Luca Tedesco insegna Storia contemporanea presso il Dipartimento di Scienze della Formazione dell’Università degli Studi Roma Tre. Dirige le collane "Liberismi italiani" dell’Istituto Bruno Leoni di Torino e "Ulteriori Divergenze" dell’Università degli Studi Roma Tre. È Senior Fellow dell’Istituto Bruno Leoni e membro del Comitato scientifico della Fondazione Luigi Einaudi di Roma.

Recensione a: P. Citati, La ragazza dagli occhi d’oro, Adelphi, Milano 2022, pp. 390, € 25,00; G. Cambiano, Filosofia greca e identità dell’Occidente. Le avventure di una tradizione, il Mulino, Bologna 2022, pp. 798, € 50,00.

Diverse le pepite disseminate tra le pagine del postumo La ragazza dagli occhi d’oro di Pietro Citati. Tra queste vogliamo ricordare quelle dedicate a Seneca, perché dal corpus delle opere del filosofo di Cordova Citati ricava a beneficio del lettore piste, viottoli, sentieri, attraverso cui questo possa cimentarsi nel perfezionamento della propria autonomia spirituale e al contempo sdegnare aristocraticamente ogni tentativo altrui di indottrinamento: «Viveva soltanto nella incessante metamorfosi, nella continua instabilità, sebbene esaltasse, nella Vita felice, […] la solidità e la fermezza. Condannava la varietà, ma l’amava e la coltivava: ondeggiava, sebbene sapesse che il saggio non ondeggia mai; la sua anima era flessibile, più duttile di tutti i fluidi dell’universo». E poi: «era inquieto, agitato, sempre attivo […] era diviso: una serie di frammenti» condannati a non ricomporsi. «Vorrei non aver fatto ciò che ho fatto finora – scriveva –: maledico ciò che ho detto, ciò che ho desiderato, ciò che ho compiuto».

Stoico, non mancava, osserva Citati, di riconoscere debiti e riservare apprezzamenti nei confronti di Epicuro. L’appartenenza alla scuola stoica di Seneca non era mai, ricorda infatti Giuseppe Cambiano nella sua ponderosa Filosofia greca e identità dell’Occidente. Le avventure di una tradizione, «adesione passiva», conformistica reiterazione del pensiero di altri. Nelle Epistulae morales ad Lucilium, con le quali asseriva di aver dato vita a un nuovo genere letterario, l’epistolario filosofico, Seneca affermava come, seppure noster fosse Zenone, «non sumus sub rege».

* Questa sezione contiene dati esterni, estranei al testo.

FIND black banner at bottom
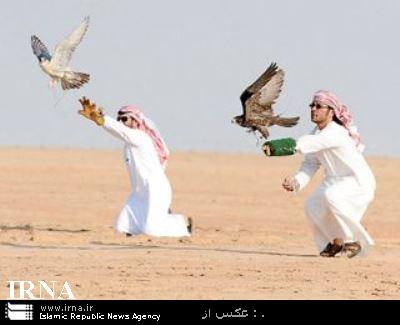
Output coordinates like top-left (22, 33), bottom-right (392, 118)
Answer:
top-left (0, 300), bottom-right (400, 323)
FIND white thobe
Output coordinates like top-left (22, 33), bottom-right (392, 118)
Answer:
top-left (295, 122), bottom-right (375, 253)
top-left (103, 116), bottom-right (190, 237)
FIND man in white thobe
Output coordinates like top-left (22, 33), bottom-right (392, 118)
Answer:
top-left (271, 91), bottom-right (375, 257)
top-left (79, 97), bottom-right (192, 237)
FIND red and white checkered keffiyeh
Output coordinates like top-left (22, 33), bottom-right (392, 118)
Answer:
top-left (118, 105), bottom-right (169, 168)
top-left (313, 90), bottom-right (365, 152)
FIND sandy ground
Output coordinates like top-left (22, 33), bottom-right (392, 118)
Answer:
top-left (0, 148), bottom-right (400, 299)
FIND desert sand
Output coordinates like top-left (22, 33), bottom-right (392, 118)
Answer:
top-left (0, 148), bottom-right (400, 299)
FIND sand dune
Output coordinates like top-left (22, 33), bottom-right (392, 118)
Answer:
top-left (0, 148), bottom-right (400, 299)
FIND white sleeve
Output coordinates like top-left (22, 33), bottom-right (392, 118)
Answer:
top-left (103, 115), bottom-right (142, 146)
top-left (296, 132), bottom-right (342, 154)
top-left (294, 153), bottom-right (321, 191)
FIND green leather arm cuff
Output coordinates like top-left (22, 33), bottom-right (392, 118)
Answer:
top-left (263, 138), bottom-right (296, 156)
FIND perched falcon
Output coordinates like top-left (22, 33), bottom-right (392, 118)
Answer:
top-left (31, 17), bottom-right (90, 90)
top-left (232, 63), bottom-right (299, 139)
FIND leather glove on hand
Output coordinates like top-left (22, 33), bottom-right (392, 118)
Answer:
top-left (263, 138), bottom-right (296, 156)
top-left (78, 97), bottom-right (104, 126)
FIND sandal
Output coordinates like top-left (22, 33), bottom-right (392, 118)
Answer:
top-left (344, 241), bottom-right (361, 258)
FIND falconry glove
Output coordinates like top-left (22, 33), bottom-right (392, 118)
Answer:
top-left (263, 138), bottom-right (296, 156)
top-left (78, 97), bottom-right (104, 126)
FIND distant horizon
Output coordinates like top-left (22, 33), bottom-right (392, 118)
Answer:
top-left (0, 143), bottom-right (400, 159)
top-left (0, 0), bottom-right (400, 157)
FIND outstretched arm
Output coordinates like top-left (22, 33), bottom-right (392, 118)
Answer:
top-left (79, 97), bottom-right (141, 145)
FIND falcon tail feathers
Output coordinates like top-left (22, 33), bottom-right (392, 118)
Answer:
top-left (61, 71), bottom-right (90, 90)
top-left (271, 116), bottom-right (300, 128)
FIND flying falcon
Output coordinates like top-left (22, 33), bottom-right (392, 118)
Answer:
top-left (31, 17), bottom-right (90, 90)
top-left (232, 63), bottom-right (300, 139)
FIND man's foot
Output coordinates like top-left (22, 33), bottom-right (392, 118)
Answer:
top-left (344, 241), bottom-right (361, 258)
top-left (319, 238), bottom-right (344, 257)
top-left (186, 217), bottom-right (193, 234)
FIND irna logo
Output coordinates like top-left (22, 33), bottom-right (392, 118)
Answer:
top-left (7, 281), bottom-right (75, 299)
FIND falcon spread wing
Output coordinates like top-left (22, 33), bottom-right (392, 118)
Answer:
top-left (232, 63), bottom-right (299, 139)
top-left (51, 17), bottom-right (89, 70)
top-left (31, 35), bottom-right (51, 62)
top-left (240, 63), bottom-right (285, 119)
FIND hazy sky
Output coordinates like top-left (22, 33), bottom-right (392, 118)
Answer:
top-left (0, 0), bottom-right (400, 156)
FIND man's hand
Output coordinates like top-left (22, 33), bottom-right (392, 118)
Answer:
top-left (262, 138), bottom-right (296, 157)
top-left (282, 177), bottom-right (300, 192)
top-left (78, 97), bottom-right (104, 126)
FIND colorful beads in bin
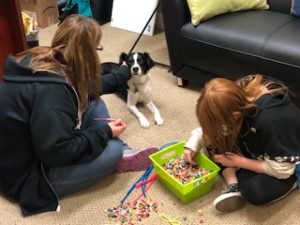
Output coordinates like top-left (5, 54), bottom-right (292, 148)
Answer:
top-left (163, 156), bottom-right (211, 184)
top-left (149, 141), bottom-right (220, 203)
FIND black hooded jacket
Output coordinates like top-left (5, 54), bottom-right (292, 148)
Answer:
top-left (239, 85), bottom-right (300, 162)
top-left (0, 56), bottom-right (129, 215)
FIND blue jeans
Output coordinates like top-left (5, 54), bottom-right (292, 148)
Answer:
top-left (48, 100), bottom-right (124, 197)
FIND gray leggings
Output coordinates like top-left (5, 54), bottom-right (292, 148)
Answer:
top-left (48, 100), bottom-right (124, 197)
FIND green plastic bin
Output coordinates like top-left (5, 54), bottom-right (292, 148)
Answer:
top-left (149, 141), bottom-right (220, 203)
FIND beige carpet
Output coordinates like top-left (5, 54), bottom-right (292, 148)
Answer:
top-left (0, 24), bottom-right (300, 225)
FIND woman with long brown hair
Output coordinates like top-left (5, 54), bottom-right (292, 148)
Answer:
top-left (0, 15), bottom-right (157, 215)
top-left (184, 75), bottom-right (300, 212)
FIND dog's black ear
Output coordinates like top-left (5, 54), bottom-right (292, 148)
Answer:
top-left (119, 52), bottom-right (128, 65)
top-left (143, 52), bottom-right (154, 69)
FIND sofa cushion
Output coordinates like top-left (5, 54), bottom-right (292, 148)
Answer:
top-left (187, 0), bottom-right (269, 25)
top-left (268, 0), bottom-right (292, 14)
top-left (181, 10), bottom-right (300, 78)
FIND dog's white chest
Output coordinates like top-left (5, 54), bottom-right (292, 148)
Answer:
top-left (127, 75), bottom-right (152, 102)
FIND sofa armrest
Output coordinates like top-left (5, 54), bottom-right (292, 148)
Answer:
top-left (160, 0), bottom-right (191, 74)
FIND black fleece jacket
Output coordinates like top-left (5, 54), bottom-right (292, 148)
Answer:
top-left (0, 56), bottom-right (129, 215)
top-left (239, 87), bottom-right (300, 162)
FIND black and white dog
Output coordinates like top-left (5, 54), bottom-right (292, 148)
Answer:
top-left (120, 52), bottom-right (164, 128)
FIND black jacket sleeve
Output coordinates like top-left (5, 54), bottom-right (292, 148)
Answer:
top-left (101, 66), bottom-right (131, 94)
top-left (30, 85), bottom-right (112, 166)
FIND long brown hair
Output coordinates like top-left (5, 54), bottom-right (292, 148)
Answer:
top-left (52, 15), bottom-right (102, 110)
top-left (196, 74), bottom-right (286, 153)
top-left (16, 46), bottom-right (66, 76)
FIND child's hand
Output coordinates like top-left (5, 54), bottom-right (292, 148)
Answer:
top-left (108, 119), bottom-right (127, 137)
top-left (183, 148), bottom-right (196, 164)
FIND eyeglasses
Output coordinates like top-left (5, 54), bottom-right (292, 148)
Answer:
top-left (96, 45), bottom-right (104, 51)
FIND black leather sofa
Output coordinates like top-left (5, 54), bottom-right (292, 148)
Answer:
top-left (160, 0), bottom-right (300, 105)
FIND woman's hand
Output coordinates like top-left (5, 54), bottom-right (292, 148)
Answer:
top-left (212, 152), bottom-right (244, 167)
top-left (183, 148), bottom-right (196, 164)
top-left (108, 119), bottom-right (127, 137)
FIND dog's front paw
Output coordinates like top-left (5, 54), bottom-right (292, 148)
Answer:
top-left (140, 118), bottom-right (150, 128)
top-left (155, 117), bottom-right (164, 126)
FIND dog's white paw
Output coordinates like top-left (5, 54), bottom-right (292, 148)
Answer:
top-left (155, 117), bottom-right (164, 126)
top-left (140, 118), bottom-right (150, 128)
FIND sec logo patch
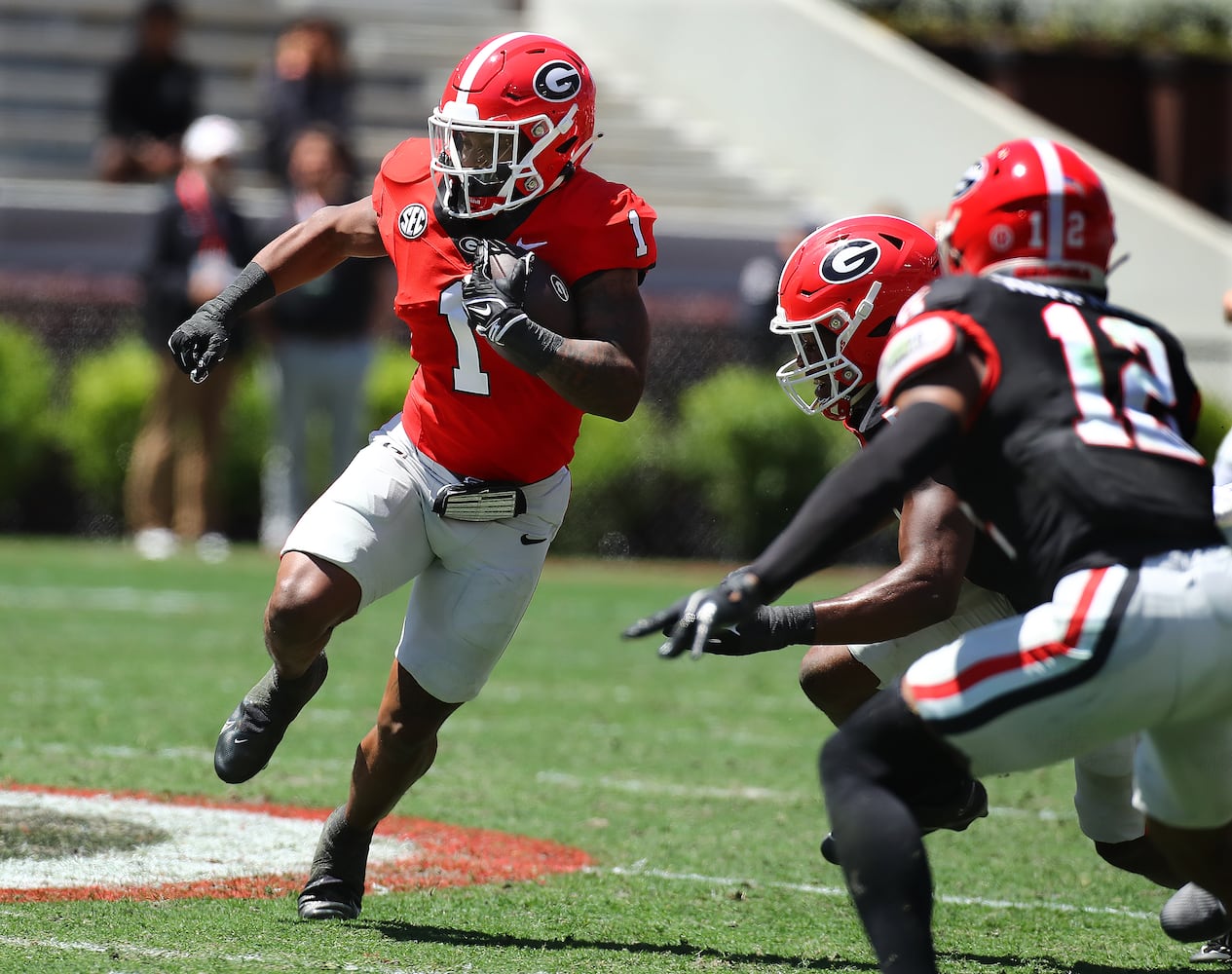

Non ottuso ripetitore di tesi altrui deve essere colui che apprende («“Hoc Zenon dixit”: tu quid? “Hoc Cleanthes”: tu quid?») e soprattutto diffidente di coloro che si rivelano essere «numquam auctores, semper interpretes», che allenano «la memoria su cose scritte da altri» (perché  «una cosa è ricordare, un’altra sapere […]; sapere è anche non essere legato a un modello») e non comprendono come debba esserci «qualche differenza tra te e il libro». Chi difatti segue pedissequamente «un altro, non trova nulla, anzi, neppure cerca» e coloro che ci hanno preceduto non sono «nostri padroni, ma guide».

Seneca esortava l’amico a fare scorrerie e a saccheggiare il pensiero altrui, se questo pensiero  aveva veramente qualcosa di nuovo da dire, e ad infischiarsene delle appartenenze filosofiche («in aliena castra transire, non tamquam transfuga, sed tamquam explorator»), perché «quod verum est meum est». Assistiamo, qui, alle prime, possenti picconate al principio dell’«ipse dixit», la cui demolizione sarebbe stata portata a compimento, ricorda ancora Cambiano, da Giordano Bruno nel De triplici minimo et mensura e ancor prima da Pietro Aretino nel cui epistolario si può leggere come allo stanco discepolo di Platone e Aristotele debba rispondersi «e tu che dici, asino? E tu che rispondi, bue? […]. Altro è il saper da sé, altro il mendicarlo dal maestro». Perle queste, dicevamo, da distribuire a piene mani ancor oggi, perché potentissimo antidoto agli ismi di qualsiasi segno e ai loro dogmatici e rancorosi banditori.